The battery of emf 12v and internal resistance 1.5ohm connected to an external resistance 3ohm. Calculate the current flowing in the circuit, the potential drop across the 3ohm resistance and in the internal resistance, the internal voltage of the battery, the reading of a voltmeter connected across the battery terminal in open circuit.
To calculate the current flowing in the circuit (I), we can use Ohm's Law:
I = V / R
Where V is the voltage and R is the resistance.

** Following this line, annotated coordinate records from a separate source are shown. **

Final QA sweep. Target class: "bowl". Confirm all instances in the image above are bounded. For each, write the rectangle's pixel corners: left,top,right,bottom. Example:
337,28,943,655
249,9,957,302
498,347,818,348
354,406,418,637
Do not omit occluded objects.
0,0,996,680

In this case, the total resistance in the circuit (Rtotal) is the sum of the internal resistance (Rinternal) and the external resistance (Rexternal):
Rtotal = Rinternal + Rexternal
Given that the battery's emf (E) is 12V and the internal resistance (Rinternal) is 1.5 Ohm, we have:
Rinternal = 1.5 Ohm
Rexternal = 3 Ohm
Rtotal = 1.5 Ohm + 3 Ohm = 4.5 Ohm
Now we can calculate the current (I):
I = E / Rtotal = 12V / 4.5 Ohm = 2.67 Amps
So, the current flowing in the circuit is 2.67 Amps.

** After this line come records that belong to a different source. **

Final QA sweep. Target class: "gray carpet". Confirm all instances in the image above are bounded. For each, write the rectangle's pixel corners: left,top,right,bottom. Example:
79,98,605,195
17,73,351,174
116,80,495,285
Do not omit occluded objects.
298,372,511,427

To calculate the potential drop across the 3 Ohm external resistance, we use Ohm's Law again:
Voltage drop (Vdrop) = I * Rexternal = 2.67 Amps * 3 Ohm = 8.01 Volts
Therefore, the potential drop across the 3 Ohm resistance is 8.01 Volts.

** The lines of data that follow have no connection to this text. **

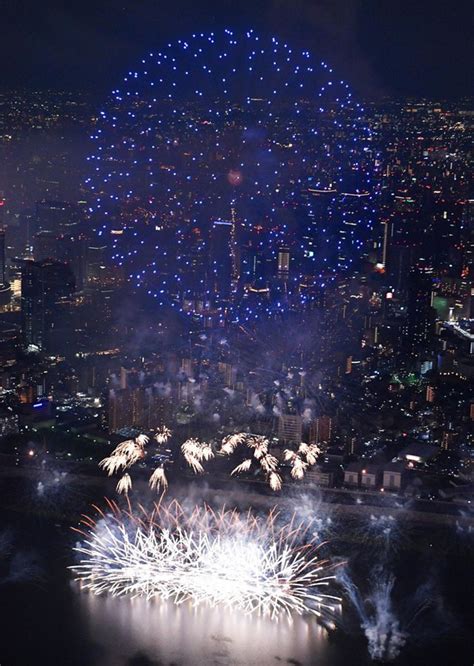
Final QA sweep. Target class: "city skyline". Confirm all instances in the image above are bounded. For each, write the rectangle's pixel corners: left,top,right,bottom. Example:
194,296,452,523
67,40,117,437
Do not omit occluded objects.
0,9,474,666
0,0,473,99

To calculate the potential drop across the internal resistance, we can use the same formula:
Voltage drop (Vdrop_internal) = I * Rinternal = 2.67 Amps * 1.5 Ohm = 4.005 Volts
So, the potential drop across the internal resistance is 4.005 Volts.
To calculate the internal voltage of the battery, we add the potential drop across the internal resistance to the external voltage drop:
Internal voltage (Vinternal) = E - Vdrop_internal = 12V - 4.005V = 7.995 Volts
Therefore, the internal voltage of the battery is 7.995 Volts.
In an open circuit, no current flows, so the voltmeter reads the entire emf of the battery. Therefore, the reading of the voltmeter connected across the battery terminals in an open circuit is 12 Volts.